Besides being the author of The Shadows (The Books of Elsewhere, Vol. 1) which has been nominated for a MN Book Award for Young People’s Literature, she’s also the author of the poetry collection Cherma.
And now, onto the her answers to the six questions we always ask.
What book(s) are you currently reading?
I tend to read five or six books at a time, with bookmarked reading material scattered throughout the house so that I can fill every spare minute. Right now, I'm reading Donald Hall's Unpacking the Boxes (I think I love his memoirs even more than his poetry), Sorcery and Cecelia or The Enchanted Chocolate Pot by Patricia C. Wrede and Caroline Stevermer, Schulz and Peanuts: A Biography, by David Michaelis, and Gertrude Stein's The Autobiography of Alice B. Toklas, as well as finally getting started on Remembrance of Things Past.
Have you ever had a crush on a fictional character?

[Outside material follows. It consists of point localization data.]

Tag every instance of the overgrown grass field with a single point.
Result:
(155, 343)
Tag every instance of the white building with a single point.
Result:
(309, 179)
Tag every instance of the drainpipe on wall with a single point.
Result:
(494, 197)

Who?
I think my first fictional crush was Peter Pan. I could never understand why Wendy wanted to come back to reality when she could have gone on soaring around Neverland with him. Later, I went through a long Heathcliff/Wuthering Heights phase, when I was an adolescent and thought that doom was far more romantic than happiness. Mercutio always made my heart race a bit. So did Atticus Finch-although Gregory Peck's voice might be partially to blame for that one.

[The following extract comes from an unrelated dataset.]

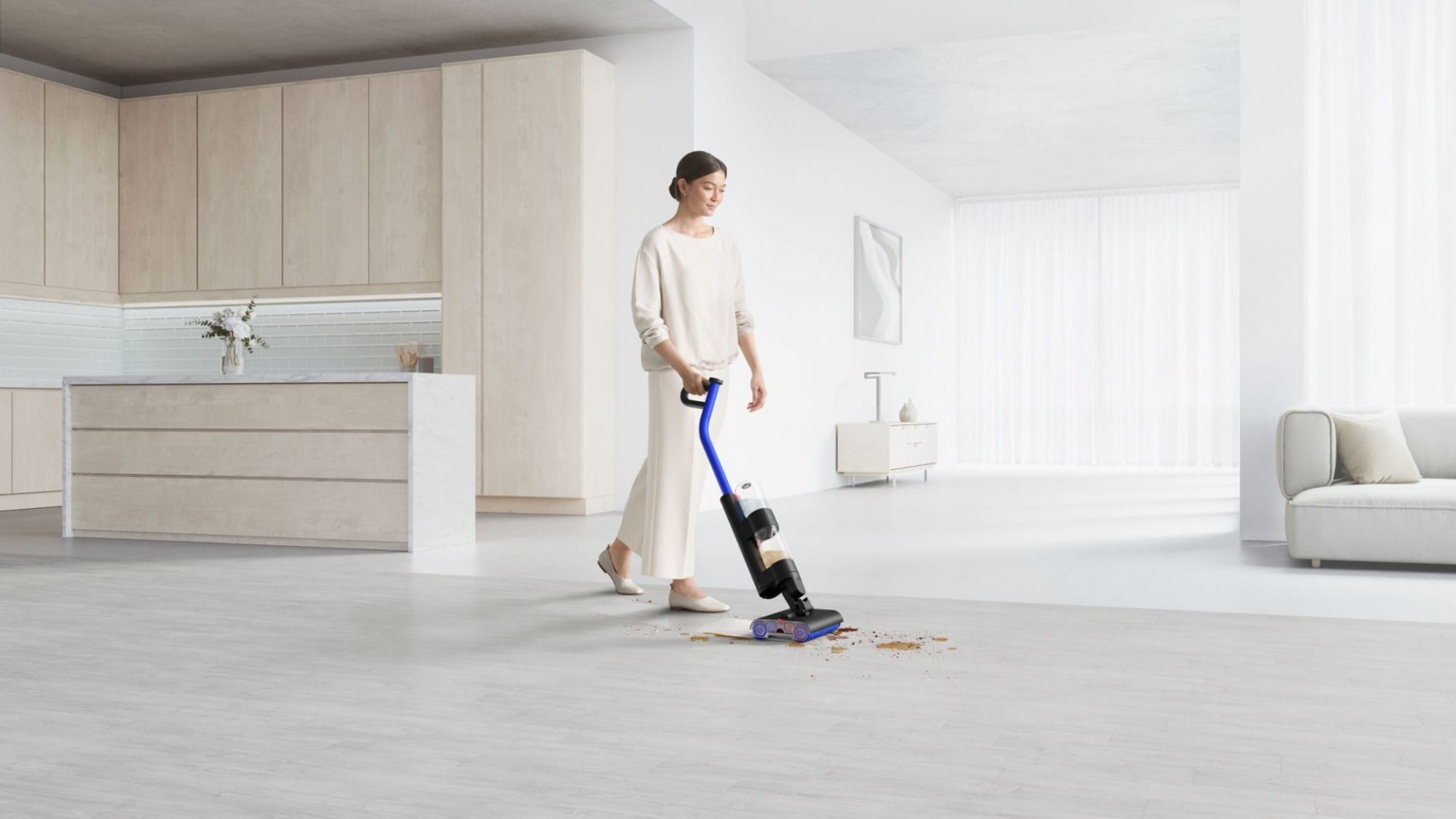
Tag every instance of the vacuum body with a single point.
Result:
(764, 548)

If your favorite author came to Minnesota, who would it be and what bar would you take him/her to?
If I were able to bring Kurt Vonnegut, J.D. Salinger, and Sylvia Plath back to life as well as to Minnesota, it might be especially appropriate to take them to Donnie Dirk's Zombie Den. Then I would probably do just what I've done when meeting other authors I admire: beam at them in mute adoration. But I would buy all of their Corpse Reviver cocktails (and in Kurt's case, a whole carton of Pall Malls) if they would just let me sit at the edge of their booth and listen to the three of them talk.
What was your first favorite book?
Little Women was the first novel I read on my own. I was six, and I think I picked it off of the living room shelf just because it was so dauntingly thick. Our copy came from a garage sale; '25?' was written in black marker on its cover, and it was bound in worn red cloth, which eventually bore a discolored pink streak where my piano teacher's basset hound dragged its jowls across the book while trying to direct my attention away from the story and back to the ear-scratching. I read that copy of Little Women again and again. Sometimes I would get to the final page and turn straight back to the beginning. I reread it until we had to repair the binding with electrical tape, and all its corners felt like velvet.
Let’s say Fahrenheit 451 comes to life, which book would you become in order to save it from annihilation?
It might be easiest for me to pick something like Jane Eyre (which I already have half-memorized, thanks to that Victorian-obsessed adolescence), but if I had to embody one book in a Fahrenheit 451 sort of world, I would probably choose Vonnegut's The Sirens of Titan.
What is one book you haven’t read but want to read before you die?
One? I'm currently plodding my way through that “1,001 Books to Read before You Die” list, because I'm a sucker for lists of all kinds. If I had to pick just one, now that I've started it, I would really like to finish Remembrance of Things Past. I'm on page 18. Just 2,000 pages to go.